Disk I/O as a bottleneck?

Disk I/O as a bottleneck?

guy keren choo at actcom.co.il
Sun May 8 13:21:02 IDT 2011


On Sun, 2011-05-08 at 12:26 +0300, shimi wrote:
> On Sun, May 8, 2011 at 12:01 PM, guy keren <choo at actcom.co.il> wrote:
>         On Sun, 2011-05-08 at 09:57 +0300, shimi wrote:
>         
>         
>         what tends to get worse after the SSD becomes full is writes,
>         not reads.
>         and combinations of reads and writes make things look worse
>         (the writes
>         slow down the reads).
>         
> 
> You're of course correct.
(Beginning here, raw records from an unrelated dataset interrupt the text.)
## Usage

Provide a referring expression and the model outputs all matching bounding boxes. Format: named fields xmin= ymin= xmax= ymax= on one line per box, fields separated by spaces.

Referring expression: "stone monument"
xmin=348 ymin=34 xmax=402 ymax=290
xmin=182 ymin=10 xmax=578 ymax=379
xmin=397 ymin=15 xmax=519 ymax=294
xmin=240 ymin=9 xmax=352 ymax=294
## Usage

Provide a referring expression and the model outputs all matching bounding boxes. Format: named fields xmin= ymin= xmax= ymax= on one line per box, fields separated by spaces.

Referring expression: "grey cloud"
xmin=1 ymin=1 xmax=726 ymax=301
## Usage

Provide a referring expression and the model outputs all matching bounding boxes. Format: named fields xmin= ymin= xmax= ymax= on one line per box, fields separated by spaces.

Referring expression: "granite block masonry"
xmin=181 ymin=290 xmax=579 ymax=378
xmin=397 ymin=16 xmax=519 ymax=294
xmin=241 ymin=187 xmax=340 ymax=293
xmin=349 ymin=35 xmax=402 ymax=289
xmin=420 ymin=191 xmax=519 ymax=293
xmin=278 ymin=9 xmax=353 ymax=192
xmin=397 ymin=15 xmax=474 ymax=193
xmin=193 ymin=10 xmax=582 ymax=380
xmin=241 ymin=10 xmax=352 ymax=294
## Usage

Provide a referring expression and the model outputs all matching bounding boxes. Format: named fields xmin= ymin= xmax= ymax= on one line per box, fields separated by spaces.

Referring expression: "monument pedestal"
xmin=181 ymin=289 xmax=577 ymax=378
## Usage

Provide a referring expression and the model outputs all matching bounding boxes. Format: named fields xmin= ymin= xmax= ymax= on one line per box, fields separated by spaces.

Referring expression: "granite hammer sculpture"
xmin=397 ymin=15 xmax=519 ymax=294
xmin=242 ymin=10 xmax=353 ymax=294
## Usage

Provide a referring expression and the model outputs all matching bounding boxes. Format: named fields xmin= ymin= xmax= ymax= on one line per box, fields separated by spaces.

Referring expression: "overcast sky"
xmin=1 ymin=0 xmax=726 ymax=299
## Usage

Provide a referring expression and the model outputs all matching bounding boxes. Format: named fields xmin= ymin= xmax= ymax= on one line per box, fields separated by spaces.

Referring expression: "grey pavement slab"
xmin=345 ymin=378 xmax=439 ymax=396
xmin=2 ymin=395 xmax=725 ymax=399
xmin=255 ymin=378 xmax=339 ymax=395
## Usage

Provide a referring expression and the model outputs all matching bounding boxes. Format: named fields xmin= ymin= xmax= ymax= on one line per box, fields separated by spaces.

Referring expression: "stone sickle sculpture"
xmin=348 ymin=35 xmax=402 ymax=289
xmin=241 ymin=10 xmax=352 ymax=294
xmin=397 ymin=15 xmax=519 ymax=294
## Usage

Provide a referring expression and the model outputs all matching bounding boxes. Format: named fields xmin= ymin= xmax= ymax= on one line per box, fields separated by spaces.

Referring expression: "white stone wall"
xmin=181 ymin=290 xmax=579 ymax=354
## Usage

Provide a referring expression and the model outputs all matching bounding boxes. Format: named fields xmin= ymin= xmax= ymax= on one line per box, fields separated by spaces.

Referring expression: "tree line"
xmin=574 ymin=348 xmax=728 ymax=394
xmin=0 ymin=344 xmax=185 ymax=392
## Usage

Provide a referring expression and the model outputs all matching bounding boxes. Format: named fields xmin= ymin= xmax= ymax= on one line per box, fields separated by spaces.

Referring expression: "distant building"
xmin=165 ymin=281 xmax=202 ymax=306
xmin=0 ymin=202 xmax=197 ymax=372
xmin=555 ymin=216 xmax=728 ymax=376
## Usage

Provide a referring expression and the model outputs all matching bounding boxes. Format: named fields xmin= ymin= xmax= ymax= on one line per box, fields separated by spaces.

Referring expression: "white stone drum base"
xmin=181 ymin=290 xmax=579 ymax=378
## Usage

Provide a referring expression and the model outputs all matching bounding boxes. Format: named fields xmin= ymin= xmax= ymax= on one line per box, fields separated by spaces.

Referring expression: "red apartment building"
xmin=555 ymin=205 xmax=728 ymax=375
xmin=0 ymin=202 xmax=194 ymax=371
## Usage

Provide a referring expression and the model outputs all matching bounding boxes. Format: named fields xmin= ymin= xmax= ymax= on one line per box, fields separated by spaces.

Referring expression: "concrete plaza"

Hope this satisfies the issue:
> 
> $ cat test.sh
> #!/bin/sh
> dd if=/dev/zero of=test123456.dat bs=1000000000 count=1
> sync
> 
> $ time ./test.sh 
> 1+0 records in
> 1+0 records out
> 1000000000 bytes (1.0 GB) copied, 3.89247 s, 257 MB/s
> 
> real    0m6.158s
> user    0m0.001s
> sys     0m1.738s
> 
> (obviously dd itself has stuff in RAM. this is why I used time with
> sync after the dd. 1GB in 6.158 seconds is 162MB/s.... not too bad.
> still better than the Samsung F3 which is one of the fastest disks out
> there... same script on that 1TB drive takes 12.239s to complete the
> same task..) 
> 
> 
>         however, if you feel that the system is very fast after one
>         year of use
>         - that's good enough for me.
>         
> 
> I do. And I don't think it's such a difference. Most writes are pretty
> small, and will not halt the system. I think most of the time the
> system is slow due to the heads busy with moving around the platter
> (seek), something that is almost completely eliminated in SSD - and
> *that's* why you have the performance boost. Correct, there are lousy
> SSDs that write very slowly, and then block I/O to the lengthy erase
> process, and will hang the app or the whole bus (depends on the
> controller, I guess?)... but I don't think the X25-E falls under that
> category :)
> 
> 
>         do you have the ability to extract wear leveling information
>         from your
>         SSD? it would be interesting to know whether the drive is
>         being used in
>         a manner that will indeed comply with the life-time expentency
>         it is
>         sold with (5 years?), or better, or worse.
>         
> 
> I don't know, how do you extract such information?
> 
> The rated MTBF of my specific drive is 2 million hours. If I still
> know my math, that's some 228 years....
> 
> -- Shimi

wear leveling has nothing to do with MTBF. once you write ~100,000 times
to a single cell in the SSD - it's dead. due to the wear leveling
methods of the SSD - this will happen once you write ~100,000 times to
all cell groups on the SSD - assuming the wear-leveling algorithm of the
SSD is implemented without glitches.

note that these writes don't come only from the host - many of them are
generated internally by the SSD, due to its wear-leveling algorithms. an
SSD could perform several writes for each host-initiated write operation
on average. intel claims their X25-E has very impressive algorithms in
this regard. it'll be interesting to check these claims with the actual
state of your SSD.


fetching wear-leveling info is SSD-dependent. you'll need to check if
intel provides a tool to do that on linux, for your SSD.